—Le bateau à vapeur part à cinq heures du matin.
—Fort bien.
Aucune maison n'est ouverte. Est-il bien sûr que ce soit là Chalon-sur-Saône?... Si c'était Châlons-sur-Marne!... Non, c'est bien le port de Chalon-sur-Saône, avec ses marches en cailloux, d'où l'on glisse agréablement vers le fleuve; les deux bateaux rivaux reposent encore, côte à côte, en attendant qu'ils luttent de vitesse; il y en a un qui est parvenu à couler bas son adversaire tout récemment. Nous demandons qu'il passe à l'état de vaisseau de guerre, et qu'on l'envoie en Orient.
Déjà le pyroscaphe se remplit de gros marchands, d'Anglais, de commis voyageurs et des joyeux ouvriers de la Berline. Tout cela descend vers la seconde ville de France; mais, moi, je m'arrête à Mâcon. Mâcon! c'est devant cette ville même que je passais il y a trois ans, dans une saison plus heureuse; je descendais vers l'Italie, et les jeunes filles, en costume presque suisse, qui venaient offrir sur le pont des grappes de raisin monstrueuses, étaient les premières jolies filles du peuple que j'eusse vues depuis Paris. En effet, le Parisien n'a pas l'idée de la beauté des paysannes et des ouvrières telles qu'on peut les voir dans les villes du Midi.

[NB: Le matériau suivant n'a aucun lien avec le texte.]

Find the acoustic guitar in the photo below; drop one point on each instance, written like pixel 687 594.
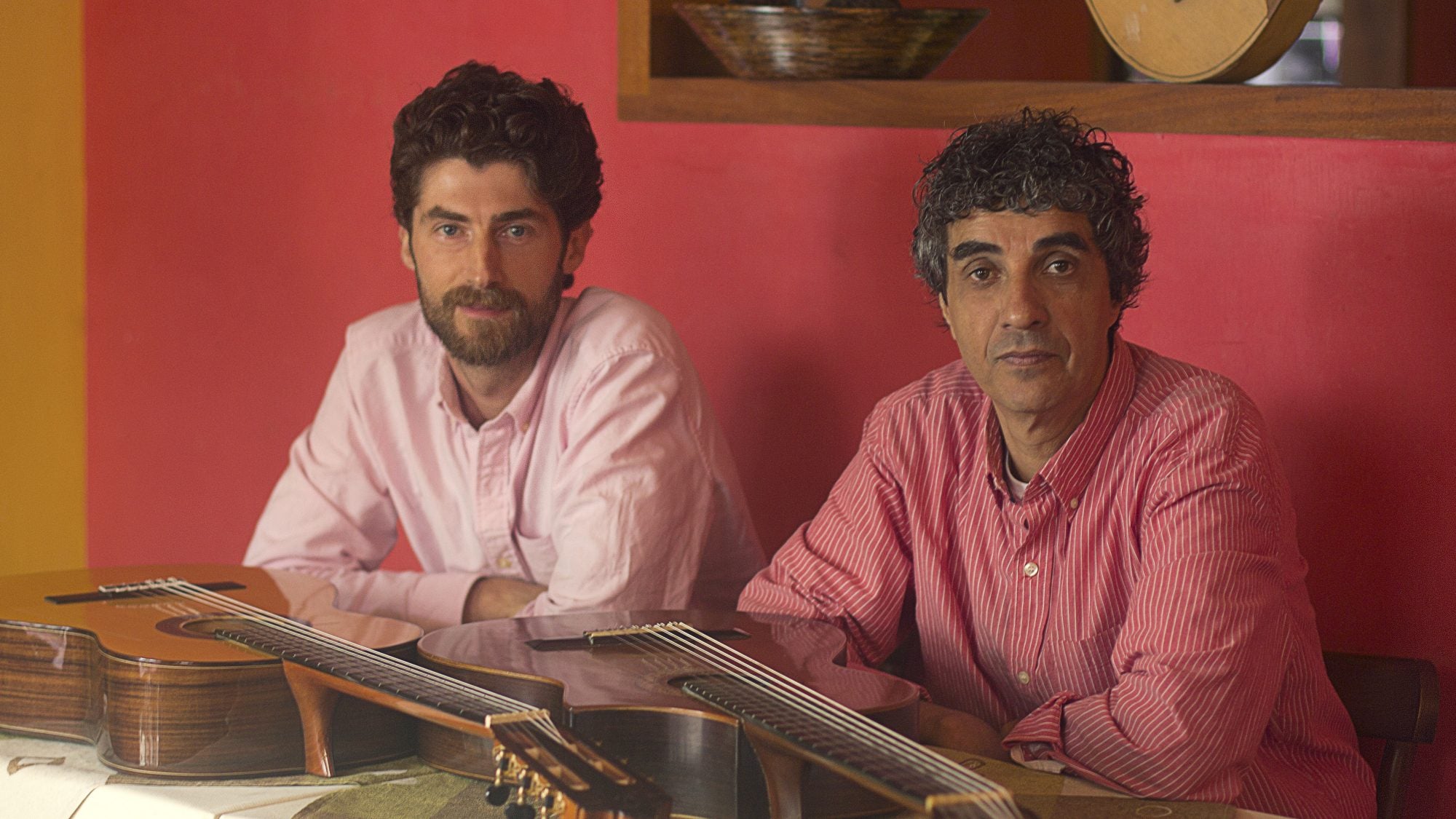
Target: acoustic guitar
pixel 165 679
pixel 1190 41
pixel 733 714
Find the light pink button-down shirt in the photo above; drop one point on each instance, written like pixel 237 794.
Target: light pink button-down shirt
pixel 605 480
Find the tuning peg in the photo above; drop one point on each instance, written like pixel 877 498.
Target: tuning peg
pixel 497 794
pixel 500 791
pixel 516 810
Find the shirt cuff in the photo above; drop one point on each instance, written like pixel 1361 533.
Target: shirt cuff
pixel 439 599
pixel 1042 727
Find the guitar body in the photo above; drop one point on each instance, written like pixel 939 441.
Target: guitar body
pixel 628 703
pixel 146 682
pixel 1190 41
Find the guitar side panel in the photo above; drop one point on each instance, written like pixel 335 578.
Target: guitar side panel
pixel 228 721
pixel 49 682
pixel 159 700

Mâcon est une ville à demi suisse, à demi méridionale, assez laide d'ailleurs.
On m'a montré la maison de M. de Lamartine, grande et sombre; il existe une jolie église sur la hauteur. Un regard du soleil est venu animer un instant les toits plats, aux tuiles arrondies, et détacher le long des murs quelques feuilles de vigne jaunies; la promenade aux arbres effeuillés souriait encore sous ce rayon.
La voiture de Bourg part à deux heures; on a visité tous les recoins de Mâcon; on roule bientôt doucement dans ces monotones campagnes de la Bresse, si riantes en été; puis on arrive vers huit heures à Bourg.
Bourg mérite surtout d'être remarqué par son église, qui est de la plus charmante architecture byzantine, si j'ai bien pu distinguer dans la nuit, ou bien peut-être de ce style quasi renaissance qu'on admire à Saint-Eustache. Tu voudras bien excuser un voyageur, encore brisé par la Chalonaise, de n'avoir pu éclaircir ce doute en pleine obscurité.
J'avais bien étudié mon chemin sur la carte. Au point de vue des messageries, des voitures Laffitte, de la poste, en un mot, selon la route officielle, j'aurais pu me laisser transporter à Lyon et prendre la diligence pour Genève; mais la route dans cette direction formait un coude énorme. Je connais Lyon et je ne connais pas la Bresse. J'ai pris, comme on dit, le chemin de travers. ... Est-ce le chemin le plus court?
O Alphonse Karr! ô Jules Janin! ce problème vous intéresserait sans doute; mais, moi, que m'importe? je n'écris pas de romans.
Si le journal naïf d'un voyageur enthousiaste a quelque intérêt pour qui risque de le devenir, apprends que, de Bourg à Genève, il n'y a pas de voitures directes. Fais un détour de dix-huit lieues vers Lyon, un retour de quinze lieues vers Pont-d'Ain, et tu résoudras le problème en perdant dix heures.